Robert filed his complaint against Inabit Services. Inabit Services is not a legal entity that can sue
or be sued. John is the sole-proprietor of the business. “[A] sole proprietorship has no legal identity
separate from that of the individual who owns it.” Vernon v. Schuster, 179 Ill. 2d 338, 347 (1997).
Consequently, a complaint which does not name a party legally in existence is, in reality, a nullity
as to that party. See Alton Evening Telegraph v. Doak, 11 Ill. App. 3d 381, 382 (1973). While the
trial court may allow Robert to amend his complaint to name the proper defendant, he did not—
and has not—sought leave to amend his pleading. See 735 ILCS 5/2-401(b) (West 2018).
¶ 21 John also showed due diligence in presenting his defense in the original action. Due
diligence requires a section 2-1401 petitioner to have a reasonable excuse for failing to act within
the appropriate time. Airoom, Inc., 114 Ill. 2d at 222. A section 2-1401 petition does not afford a
litigant relief from the consequences of his own mistake or negligence. A party relying on this
section is not entitled to relief unless he shows that, through no fault or negligence of his own, a
factual error or a valid defense was not presented to the trial court. Id. In particular, the petitioner
must show that his failure to defend against the lawsuit was the result of an excusable mistake and
that under the circumstances he acted reasonably, and not negligently, when he failed to initially
resist the judgment. Id.
¶ 22 John believed he settled the complaint when he paid Robert $1000. John’s failure to appear
the day the court entered the default judgment is understandable given that the matter appeared to
be settled. Despite accepting payment, Robert obtained the default judgment against Inabit
Services. There is no evidence that Robert provided John with notice or a copy of the default
-5- judgment entered against Inabit Services. John did not learn of the default judgment until after
Robert filed the first citation to discover assets against John personally. As soon as he became
aware of the default judgment, John acted diligently to defend his position against the complaint.

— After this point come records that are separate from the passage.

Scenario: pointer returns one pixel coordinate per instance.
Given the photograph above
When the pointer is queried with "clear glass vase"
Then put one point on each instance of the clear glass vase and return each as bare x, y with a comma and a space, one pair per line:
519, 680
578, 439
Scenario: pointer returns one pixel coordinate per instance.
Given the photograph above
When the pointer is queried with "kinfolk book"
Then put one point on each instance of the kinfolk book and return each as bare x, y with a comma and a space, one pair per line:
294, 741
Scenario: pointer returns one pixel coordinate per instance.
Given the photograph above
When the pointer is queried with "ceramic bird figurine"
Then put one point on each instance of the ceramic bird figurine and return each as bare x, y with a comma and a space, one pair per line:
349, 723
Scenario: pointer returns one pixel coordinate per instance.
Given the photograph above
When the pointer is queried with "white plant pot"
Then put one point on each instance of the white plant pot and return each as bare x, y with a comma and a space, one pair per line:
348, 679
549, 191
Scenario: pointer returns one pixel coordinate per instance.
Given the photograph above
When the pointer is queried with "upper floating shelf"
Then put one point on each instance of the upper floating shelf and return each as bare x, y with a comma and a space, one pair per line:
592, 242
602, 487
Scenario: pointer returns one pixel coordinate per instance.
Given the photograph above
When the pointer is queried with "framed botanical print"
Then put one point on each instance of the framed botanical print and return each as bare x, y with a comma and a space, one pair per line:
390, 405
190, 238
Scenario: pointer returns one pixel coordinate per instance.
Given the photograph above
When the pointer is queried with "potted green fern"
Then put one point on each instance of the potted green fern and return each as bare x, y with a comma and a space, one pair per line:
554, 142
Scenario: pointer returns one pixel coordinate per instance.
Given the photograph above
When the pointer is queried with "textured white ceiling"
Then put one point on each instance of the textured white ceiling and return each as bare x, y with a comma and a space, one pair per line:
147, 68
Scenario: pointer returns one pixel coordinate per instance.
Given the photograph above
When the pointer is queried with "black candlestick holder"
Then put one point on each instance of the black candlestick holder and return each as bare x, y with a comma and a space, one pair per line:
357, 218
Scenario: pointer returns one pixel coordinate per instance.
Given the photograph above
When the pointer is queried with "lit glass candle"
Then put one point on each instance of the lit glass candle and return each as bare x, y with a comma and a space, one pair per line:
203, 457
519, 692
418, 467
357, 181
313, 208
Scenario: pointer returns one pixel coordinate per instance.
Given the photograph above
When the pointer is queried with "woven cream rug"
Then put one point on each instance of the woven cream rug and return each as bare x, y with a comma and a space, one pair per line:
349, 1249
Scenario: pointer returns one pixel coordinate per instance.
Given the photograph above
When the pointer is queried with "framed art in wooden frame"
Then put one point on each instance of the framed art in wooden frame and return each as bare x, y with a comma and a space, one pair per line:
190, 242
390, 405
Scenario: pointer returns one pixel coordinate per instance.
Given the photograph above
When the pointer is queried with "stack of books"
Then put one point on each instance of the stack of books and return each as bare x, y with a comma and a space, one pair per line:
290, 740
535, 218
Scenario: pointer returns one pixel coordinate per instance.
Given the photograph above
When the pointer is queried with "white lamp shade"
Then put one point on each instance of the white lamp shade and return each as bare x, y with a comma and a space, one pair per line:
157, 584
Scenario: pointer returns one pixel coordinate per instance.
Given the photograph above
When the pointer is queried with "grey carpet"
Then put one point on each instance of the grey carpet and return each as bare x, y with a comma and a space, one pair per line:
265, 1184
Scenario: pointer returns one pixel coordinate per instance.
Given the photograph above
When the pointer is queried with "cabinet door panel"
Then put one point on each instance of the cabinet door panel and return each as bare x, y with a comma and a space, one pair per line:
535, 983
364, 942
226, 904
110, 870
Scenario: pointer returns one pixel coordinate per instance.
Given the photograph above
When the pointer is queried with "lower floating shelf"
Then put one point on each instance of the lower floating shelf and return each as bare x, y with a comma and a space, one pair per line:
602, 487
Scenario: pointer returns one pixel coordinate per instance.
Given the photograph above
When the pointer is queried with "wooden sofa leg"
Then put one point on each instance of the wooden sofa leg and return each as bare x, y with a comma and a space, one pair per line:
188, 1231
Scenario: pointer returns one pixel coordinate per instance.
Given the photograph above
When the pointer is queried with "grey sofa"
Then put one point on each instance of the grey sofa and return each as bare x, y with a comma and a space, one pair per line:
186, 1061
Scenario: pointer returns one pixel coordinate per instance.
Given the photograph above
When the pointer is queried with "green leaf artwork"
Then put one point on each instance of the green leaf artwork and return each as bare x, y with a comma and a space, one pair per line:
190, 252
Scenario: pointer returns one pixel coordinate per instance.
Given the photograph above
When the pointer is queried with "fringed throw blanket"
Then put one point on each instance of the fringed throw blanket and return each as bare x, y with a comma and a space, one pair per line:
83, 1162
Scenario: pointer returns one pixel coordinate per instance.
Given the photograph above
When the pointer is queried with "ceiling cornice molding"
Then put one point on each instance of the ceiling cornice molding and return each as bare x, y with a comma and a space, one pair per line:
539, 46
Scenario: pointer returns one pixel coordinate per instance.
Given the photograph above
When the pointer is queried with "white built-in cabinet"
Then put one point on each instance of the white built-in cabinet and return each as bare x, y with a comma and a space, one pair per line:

Under these circumstances, John’s failure to defend against the initial complaint is excusable.
¶ 23 John also showed diligence in presenting his section 2-1401 motion. Again, John did not
learn of the default judgment against Inabit Services until after Robert filed the citation to discover
assets. Robert served the citation on John’s attorney on July 30, 2020. On September 9, 2020, John
moved to vacate the default judgment based on Robert’s failure to name the proper defendant in
the original complaint. The court declined to vacate the default judgment, but it did require Robert
to personally serve John with the citation to discover assets. After Robert properly served John
with the citation, John promptly filed his section 2-1401 motion.
¶ 24 Default judgments are a “drastic remedy,” generally disfavored by courts, and should only
be used as a last resort. In re Haley D., 2011 IL 110886, ¶ 69. Under these circumstances, we hold
that the trial court abused its discretion when it denied John’s section 2-1401 motion.
Consequently, we reverse the decision of the trial court and remand the matter for further
proceedings. On remand, we direct the court to grant John’s section 2-1401 motion and to vacate
the default judgment entered against Inabit Services.
¶ 25 III. CONCLUSION
¶ 26 For the foregoing reasons, we reverse the judgment of the circuit court of Peoria County
and remand with directions.
¶ 27 Reversed; cause remanded with directions.